Human vulnerability to stress depends on amygdala's predisposition and hippocampal plasticity

Abstract

Variations in people's vulnerability to stressful life events may rise from a predated neural sensitivity as well as from differential neural modifications in response to the event. Because the occurrence of a stressful life event cannot be foreseen, characterizing the temporal trajectory of its neural manifestations in humans has been a real challenge. The current prospective study examined the emotional experience and brain responses of 50 a priori healthy new recruits to the Israeli Defense Forces at 2 time points: before they entered their mandatory military service and after their subsequent exposure to stressful events while deployed in combat units. Over time, soldiers reported on increase in stress symptoms that was correlated with greater amygdala and hippocampus responsiveness to stress-related content. However, these closely situated core limbic regions exhibited different temporal trajectories with regard to the stress effect; whereas amygdala's reactivity before stress predicted the increase in stress symptoms, the hippocampal change in activation over time correlated with the increase in such symptoms. Hippocampal plasticity was also reflected by a modification over time of its functional coupling with the ventromedial prefrontal cortex, and this coupling magnitude was again predicted by predated amygdala reactivity. Together, these findings suggest that variations in human's likelihood to develop symptomatic phenomena following stressful life events may depend on a balanced interplay between their amygdala's predisposing reactivity and hippocampal posteriori intra- and interregional plasticity. Accordingly, an individually tailored therapeutic approach for trauma survivors should target these 2 neural probes while considering their unique temporal prints.
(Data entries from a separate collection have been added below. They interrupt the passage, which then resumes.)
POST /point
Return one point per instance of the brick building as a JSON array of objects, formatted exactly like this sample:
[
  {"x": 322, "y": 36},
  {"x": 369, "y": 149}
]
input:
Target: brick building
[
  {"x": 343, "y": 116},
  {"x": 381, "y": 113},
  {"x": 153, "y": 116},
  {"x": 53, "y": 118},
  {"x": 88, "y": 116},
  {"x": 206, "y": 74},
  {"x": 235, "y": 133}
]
Conflict of interest statement

The authors declare no conflict of interest.

Figures

Fig. 1.

(A) Timeline (months) of the prospective imaging study. Each participant was examined at 2 time points separated by ≈18 months. (B) Rating of stress symptoms at each time point according to the Posttraumatic Stress Diagnostic Scale (PDS), one-tailed paired t-test analysis. (C) The distribution of individual PDS scores Before Stress and After Stress in the paramedics group. (D) Slice views obtained from whole-brain parametric maps for the contrast (After Stress > Before Stress). Increased activation After Stress is shown in the left amygdala (coronal view, Upper) left hippocampus (coronal view, Middle), and vmPFC (sagittal view, Lower) (P < 0.0005, uncorrected, random effect). (E) Averaged percent signal changes extracted from each ROI for After Stress (open circles) and Before Stress (filled circles) separately for each content (civilian, military, and medical, left to right, respectively) regardless of presentation durations. Activation values were resampled at a rate of 1:3 for visualization purposes only. (F) Bar graphs presenting averaged percent signal changes per duration in the medical content (33 and 83 ms, left and right, respectively) in each scan time point. Post hoc analysis was calculated using Fisher's LSD (n = 37; error bars ± SEM; *P < 0.05; **P < 0.0001).

Fig. 2.

Scatter plots show the individual change in stress symptoms over time (Δ PDS) as correlated with the individual activation level in the amygdala and hippocampus in response to medical content presented for 33 ms. (A) After Stress. (B) Before Stress. (C) Activation change over time (n = 37).

Fig. 3.

Interregional functional coupling and stress symptoms change over time. (A) Sagittal view of the seed regions located in the amygdala (purple) and hippocampus (green) extracted from (After Stress > Before Stress) contrast. (B) Sagittal views of interregional functional coupling maps, focused on the medial prefrontal cortex (mPFC) coupling with the amygdala (clusters in purple), hippocampus (green), and both in overlay (yellow), separately obtained from Before Stress (Left) and After Stress (Right) (P < 5e-009 uncorrected, random effect). As indicated by the white circles, the ventromedial prefrontal cortex (vmPFC) was functionally coupled to the hippocampus only After Stress. (C) Individual change in coupling with vmPFC and stress symptoms change over time (Δ PDS). (D) Individual change in hippocampus-vmPFC coupling and amygdala's activation Before Stress. Note that weaker hippocampus-vmPFC change in functional coupling was related to more severe stress symptoms After Stress and was predicted by an increased amygdala activation level Before Stress (n = 37).